Sin embargo la clínica le mostraría que el inconsciente también tenía un
aspecto dinámico y que no siempre habría de llegar a la conciencia. Luego de
muchas elucubraciones, años más tarde, alrededor de 1920, formuló su Segunda
Tópica en la que delimitó tres instancias: el Ello (que sería el polo
pulsional, inconsciente), el Yo (mediador entre el Ello, el Superyo y la
Realidad), y el Superyo (donde se ubica la conciencia moral, la auto observación
y la formación de ideales). Aunque resulta difícil poder establecer un
paralelismo entre ambas tópicas, a grandes rasgos podría verse así: los sistemas
Inconsciente, Consciente y Preconsciente definidos en la etapa 1913-1915 se
corresponden a las instancias formuladas a partir de 1920 del Ello, el Yo y el
Superyo respectivamente.
El psiquiatra suizo
Carl Gustav Jung (1875-1961), quien trabajó en su juventud con
Freud y formó más tarde su propia escuela de psicoanálisis, elaboró su propia teoría
de la personalidad, compleja y más bien mística, en la que incluyó tanto los
factores derivados de las experiencias vividas por el individuo que han sido
reprimidas u olvidadas, como los modelos de comportamiento y los recuerdos
derivados del pasado ancestral del hombre.

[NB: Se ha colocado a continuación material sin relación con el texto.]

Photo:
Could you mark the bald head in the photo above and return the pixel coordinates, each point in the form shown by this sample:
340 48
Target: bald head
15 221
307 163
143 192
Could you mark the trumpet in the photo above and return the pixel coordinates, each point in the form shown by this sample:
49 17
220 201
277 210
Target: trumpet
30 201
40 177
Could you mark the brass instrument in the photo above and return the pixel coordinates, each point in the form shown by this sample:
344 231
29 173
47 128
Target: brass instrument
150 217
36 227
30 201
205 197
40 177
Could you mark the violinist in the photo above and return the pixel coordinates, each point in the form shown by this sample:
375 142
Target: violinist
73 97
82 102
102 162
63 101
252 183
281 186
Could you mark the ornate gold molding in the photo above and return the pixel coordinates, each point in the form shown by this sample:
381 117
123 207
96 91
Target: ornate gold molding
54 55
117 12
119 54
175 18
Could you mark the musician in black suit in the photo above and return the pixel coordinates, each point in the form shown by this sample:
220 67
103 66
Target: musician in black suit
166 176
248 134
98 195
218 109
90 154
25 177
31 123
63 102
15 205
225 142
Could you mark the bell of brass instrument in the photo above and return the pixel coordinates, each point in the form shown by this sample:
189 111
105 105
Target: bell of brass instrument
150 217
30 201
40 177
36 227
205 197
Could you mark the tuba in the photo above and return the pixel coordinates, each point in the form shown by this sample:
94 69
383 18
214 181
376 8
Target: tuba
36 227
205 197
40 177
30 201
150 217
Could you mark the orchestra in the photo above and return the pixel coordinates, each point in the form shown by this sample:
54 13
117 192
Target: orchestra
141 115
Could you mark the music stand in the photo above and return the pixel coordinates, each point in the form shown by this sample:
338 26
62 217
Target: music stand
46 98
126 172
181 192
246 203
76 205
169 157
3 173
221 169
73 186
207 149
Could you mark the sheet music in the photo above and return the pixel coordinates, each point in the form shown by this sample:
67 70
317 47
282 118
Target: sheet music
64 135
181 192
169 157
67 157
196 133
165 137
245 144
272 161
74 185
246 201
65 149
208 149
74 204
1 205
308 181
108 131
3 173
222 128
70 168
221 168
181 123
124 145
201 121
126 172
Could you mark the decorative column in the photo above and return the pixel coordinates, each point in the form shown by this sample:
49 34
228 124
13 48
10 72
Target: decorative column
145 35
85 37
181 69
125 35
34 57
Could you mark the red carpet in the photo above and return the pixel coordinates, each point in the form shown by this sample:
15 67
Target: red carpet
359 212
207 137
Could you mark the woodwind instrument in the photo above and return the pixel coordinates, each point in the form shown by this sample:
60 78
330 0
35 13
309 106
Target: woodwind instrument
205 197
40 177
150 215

Por el contrario, el médico y
psicoterapeuta austríaco Alfred Adler (1870-1937), también en un principio
discípulo de Freud, consideraba la consciencia como el centro de la
personalidad ya que sostenía que los seres humanos eran conscientes de las
razones que determinaban su conducta.
El neurocientífico
británico Francis Crick (1916-2004), uno de los descubridores en 1953 de la
estructuración en doble hélice del ADN junto al biólogo estadounidense James
Watson (1928), dedicó la ultima etapa de su vida científica al estudio
de la conciencia. Buscando los correlatos neuronales mínimos necesarios para
dar lugar a un aspecto específico de la conciencia, Crick señaló en su obra “The
astonishing hypothesis: the scientific search for the soul” (La búsqueda
científica del alma: una revolucionaria hipótesis para el siglo XXI), que “todas
nuestras alegrías y sufrimientos, nuestras ambiciones y memorias, el sentido de
nuestra identidad y de nuestro libre albedrío, no son más que el funcionamiento
de amplias redes neuronales y de las moléculas asociadas a estas conexiones
neurales”.
Como
quiera que sea, que el cerebro está involucrado en la ejecución del conocer y
del querer es una constatación antigua, la que se desarrolló al comprobar que
las lesiones de la cabeza podían provocar un deterioro de los procesos
mentales. A pesar de la tesis platónica que sostenía que el alma podía existir
al margen del cuerpo y de las vacilaciones aristotélicas a la hora de atribuir
una función al cerebro, ya en la Edad Media el científico persa Ibn
Sina (980-1037), más conocido por su nombre latinizado Avicena, uniendo
la práctica de la medicina al cultivo de la filosofía elaboró la tesis de que
el cerebro era el órgano implicado en la actividad cognitiva y afectiva del
hombre y el que explicaba enteramente su conducta.